Canadian singer-songwriter Alanis Morissette covered "King of Pain" for her MTV Unplugged album, on 18 September 1999. The song was released as the album's third and final single on 19 April 2000. Morissette shifted the word "king" to "queen" towards the end of the track. Critics gave the track favourable reviews, with some calling a "tender" ballad, and others naming it outstanding. The song only managed to chart in Brazil and Netherlands.

"King of Pain" was one of the songs Alanis selected to perform on her MTV Unplugged special on 18 September 1999. "King of Pain" was released as the second single from the album on 19 April 2000. The CD Single features "King of Pain" and three songs recorded for the Unplugged special, but not included on the album: "Thank U", "Baba" and "Your House".
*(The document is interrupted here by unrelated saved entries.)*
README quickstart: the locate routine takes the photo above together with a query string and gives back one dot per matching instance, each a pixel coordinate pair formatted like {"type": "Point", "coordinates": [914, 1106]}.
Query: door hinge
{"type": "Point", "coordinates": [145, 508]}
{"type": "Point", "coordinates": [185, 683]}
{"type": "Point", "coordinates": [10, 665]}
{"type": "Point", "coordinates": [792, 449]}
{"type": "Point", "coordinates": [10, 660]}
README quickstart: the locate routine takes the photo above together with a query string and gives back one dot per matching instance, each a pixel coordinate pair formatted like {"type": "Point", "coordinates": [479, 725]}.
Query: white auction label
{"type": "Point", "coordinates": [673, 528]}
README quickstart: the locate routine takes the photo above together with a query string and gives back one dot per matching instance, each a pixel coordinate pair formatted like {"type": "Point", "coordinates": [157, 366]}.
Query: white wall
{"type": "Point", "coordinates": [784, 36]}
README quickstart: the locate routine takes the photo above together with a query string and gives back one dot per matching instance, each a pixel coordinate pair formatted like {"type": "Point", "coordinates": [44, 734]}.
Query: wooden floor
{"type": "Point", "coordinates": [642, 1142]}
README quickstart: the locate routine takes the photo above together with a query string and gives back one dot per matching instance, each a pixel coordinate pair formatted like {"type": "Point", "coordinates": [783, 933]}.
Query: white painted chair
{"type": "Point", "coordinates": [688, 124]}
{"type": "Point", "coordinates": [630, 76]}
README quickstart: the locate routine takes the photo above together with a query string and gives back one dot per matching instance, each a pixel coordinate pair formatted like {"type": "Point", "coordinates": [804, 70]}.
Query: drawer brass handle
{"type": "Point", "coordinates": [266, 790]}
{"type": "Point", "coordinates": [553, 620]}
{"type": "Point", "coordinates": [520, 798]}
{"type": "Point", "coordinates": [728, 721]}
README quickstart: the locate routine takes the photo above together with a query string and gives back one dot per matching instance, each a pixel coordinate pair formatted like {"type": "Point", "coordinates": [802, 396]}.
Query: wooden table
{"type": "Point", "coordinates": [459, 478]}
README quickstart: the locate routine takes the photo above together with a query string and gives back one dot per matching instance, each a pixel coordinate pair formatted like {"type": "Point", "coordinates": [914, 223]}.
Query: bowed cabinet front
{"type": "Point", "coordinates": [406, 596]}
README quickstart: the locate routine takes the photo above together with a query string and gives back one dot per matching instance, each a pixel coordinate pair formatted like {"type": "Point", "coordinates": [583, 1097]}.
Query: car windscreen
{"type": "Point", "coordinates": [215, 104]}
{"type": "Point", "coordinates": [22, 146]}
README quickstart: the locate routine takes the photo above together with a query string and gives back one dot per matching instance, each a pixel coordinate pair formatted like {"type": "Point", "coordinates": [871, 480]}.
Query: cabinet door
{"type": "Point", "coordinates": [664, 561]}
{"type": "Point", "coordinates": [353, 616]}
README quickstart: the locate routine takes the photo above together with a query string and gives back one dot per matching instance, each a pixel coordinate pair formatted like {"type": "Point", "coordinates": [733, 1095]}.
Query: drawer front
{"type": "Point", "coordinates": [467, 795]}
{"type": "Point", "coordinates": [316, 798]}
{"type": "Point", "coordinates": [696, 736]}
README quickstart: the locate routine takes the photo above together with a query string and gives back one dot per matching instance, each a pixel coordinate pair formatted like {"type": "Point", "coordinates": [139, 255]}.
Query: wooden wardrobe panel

=== Critical reception ===
Neva Chonin of Rolling Stone wrote that "songs with lusher orchestral backdrops – "You Oughta Know," "Uninvited" and the Police's "King of Pain" – still carry lengthy, vocalcentric intros." Beth Johnson of Entertainment Weekly called it " a tender cover". Chris Massey of PopMatters called it a "folksy cover which comes across exceedingly well." Massey commented that, "Sting's haunting vocals on the original song by The Police are almost overshadowed by the similarly chilling vocals of Alanis herself —almost. When the band kicks in – the bass is almost overpowering – and Alanis belts out the familiar chorus 'I have stood here before inside the pouring rain / With the world turning circles, running around my brain,' the power is outstanding."

===Track listing===
1. "King of Pain" (MTV Unplugged) – 4:05
2. Thank U (MTV Unplugged) – 4:11
3. Baba (MTV Unplugged) – 5:11
4. Your House (MTV Unplugged) – 4:37

=== Charts ===

| Chart (2000) | Peak position |
|---|---|
| Brazil (Hot 100) | 54 |
| Netherlands (Dutch Top 40) | 92 |

==Other cover versions==
At the 2011 iHeart Radio Festival, Lady Gaga performed "King of Pain" as a duet with Sting. The performance was lauded by critics. Louis Virtel of The Backlot called it "the best version of the song you'll ever hear," praising Gaga for "sporting teal streaks and some Stevie Nicks drapery, and Sting is (of course) wearing Under Armour, basically. Excellent performance."

"Weird Al" Yankovic parodied the song as "King of Suede" in his 1984 album "Weird Al" Yankovic in 3-D.